Le péché originel de la retraite par répartition

Il est de bon ton de dire qu’un système de retraite par répartition ne peut pas faire face aux aléas démographiques. Pas vraiment… Pour remettre dans le contexte de l’après-guerre, en 1945, entre la guerre, l’hyperinflation et la destruction de l’infrastructure économique, l’épargne des français était lessivée. La CNAV a été mise en place pour répondre à ce problème et ne pas laisser les retraités et les actifs les plus âges dans la misère. Dans les années 60, entre la croissance économique et une démographie favorable, les pouvoirs publics ont fait un choix, celui de laisser les cotisations à un niveau faible et de rehausser les pensions afin de limiter le taux de pauvreté des retraités. En cela, ils n’ont pas vu venir la progression de l’espérance de vie à 60 ans et ont fait le pari (perdu) que la forte natalité de l’époque se maintiendrait. Ils auraient pu aussi choisir comme d’autre pays (US, Suède, etc.) de mettre en place un fond de réserve accumulant les excédents des bonnes années pour faire face aux aléas démographiques et garantir les pensions promises. Pour la petite histoire, le Trust Fund de la SSA fut presque à sec en 1982, Ronald Reagan poussa alors une réforme s’étalant jusqu’en 2027 et qui permet aujourd’hui au Trust Fund de couvrir les futurs déficits pendant encore au moins 20 ans. Pour plus d’information, lire ici. La France a bien fini par mettre en place quelque chose qui y ressemble mais en 2003, un peu trop tard donc.

Pour Conclure

Grâce aux différentes réformes engagées depuis 20 ans et à une natalité favorable, le régime des retraites français est loin d’être dans une situation catastrophique. Nous pouvons nous permettre d’avoir un système plus généreux que nos voisins car nous ne sommes pas au bord du gouffre. Bien sûr il reste un effort à faire mais qui reste somme-toute faible, et le déficit actuel brandi par les détracteur du système est essentiellement conjoncturel et sans aucune commune mesure avec l’incurie des dépenses de l’État depuis 30 ans. Alors pourquoi tout ce catastrophisme? Probablement parce Hollande sait bien qu’une réforme, même mineure, est très difficile à faire passer politiquement et utiliser donc la situation. C’est le triste état de la vie politique française.
Ceci dit, même si les aléas économiques conjoncturels pourraient très bien être gérés par la dette, il est important de viser à l’équilibre du régime sur le long terme.
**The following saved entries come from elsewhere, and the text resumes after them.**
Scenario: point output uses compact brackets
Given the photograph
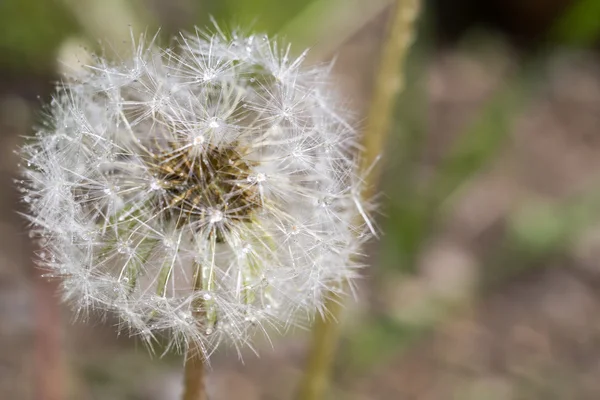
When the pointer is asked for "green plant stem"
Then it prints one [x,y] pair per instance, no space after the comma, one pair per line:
[193,381]
[193,378]
[389,82]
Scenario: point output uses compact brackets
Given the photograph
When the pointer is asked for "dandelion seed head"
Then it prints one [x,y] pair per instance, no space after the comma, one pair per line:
[207,190]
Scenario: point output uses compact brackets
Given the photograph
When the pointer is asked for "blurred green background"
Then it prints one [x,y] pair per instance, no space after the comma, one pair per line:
[485,283]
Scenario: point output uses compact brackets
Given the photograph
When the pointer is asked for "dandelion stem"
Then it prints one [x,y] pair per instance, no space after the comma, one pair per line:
[389,82]
[193,379]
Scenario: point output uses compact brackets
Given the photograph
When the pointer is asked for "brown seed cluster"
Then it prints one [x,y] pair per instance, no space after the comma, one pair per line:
[196,185]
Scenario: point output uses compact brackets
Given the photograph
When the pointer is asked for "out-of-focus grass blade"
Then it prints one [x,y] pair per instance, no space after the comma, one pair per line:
[580,24]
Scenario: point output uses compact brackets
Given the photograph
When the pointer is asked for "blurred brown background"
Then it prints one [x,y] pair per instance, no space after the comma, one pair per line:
[486,281]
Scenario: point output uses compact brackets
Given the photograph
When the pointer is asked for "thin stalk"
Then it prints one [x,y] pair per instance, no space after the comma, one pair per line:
[193,380]
[194,387]
[389,82]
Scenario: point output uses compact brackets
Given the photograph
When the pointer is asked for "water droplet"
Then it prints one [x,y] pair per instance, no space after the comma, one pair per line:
[214,123]
[155,184]
[199,140]
[215,216]
[124,247]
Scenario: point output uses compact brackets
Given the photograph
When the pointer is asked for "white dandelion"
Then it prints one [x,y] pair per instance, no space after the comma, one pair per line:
[209,190]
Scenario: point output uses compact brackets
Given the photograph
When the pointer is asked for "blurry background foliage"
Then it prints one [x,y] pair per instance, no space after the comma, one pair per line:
[31,30]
Et pour cela, il n’y a fondamentalement que trois leviers:

  • cotiser plus
  • baisser les pensions
  • allonger la durée de cotisation, ce qui revient aux deux précédents points mais maintient le revenu de remplacement

Il s’agit donc essentiellement donc d’un choix politique. Il n’existe pas de solution miracle à commencer par une « dose de capitalisation ». Certes, elle permet d’introduire plus de flexibilité pour ses revenus une fois en retraite. Mais sur un horizon de 40-50 ans avec une stratégie de diversification, il ne faut pas s’attendre à des rendements supérieurs à la croissance des zones économiques sur lesquelles les actifs sont adossés. Bien sûr, ceux qui prétendent le contraire ont des revenus tels qu’ils sont clairement désavantagés par l’aspect redistributif. C’est une chose de penser à son propre intérêt, c’en est une autre de l’avancer en abusant de la méconnaissance du public.
Bien évidemment, il n’est pas trop tard pour relancer le moteur démographique et revenir à des taux de fécondité de l’ordre de 2,5 qui prévalait dans les années du baby-boom. Mais là, il s’agit d’un autre débat, à savoir, voulons-nous vivre dans un pays à la démographie galopante? Les écologistes répondront non bien entendu.
Dans tous les cas, il s’agit donc essentiellement de choix de société. Et faire les bons choix nécessite au préalable de disposer d’une bonne compréhension des problèmes.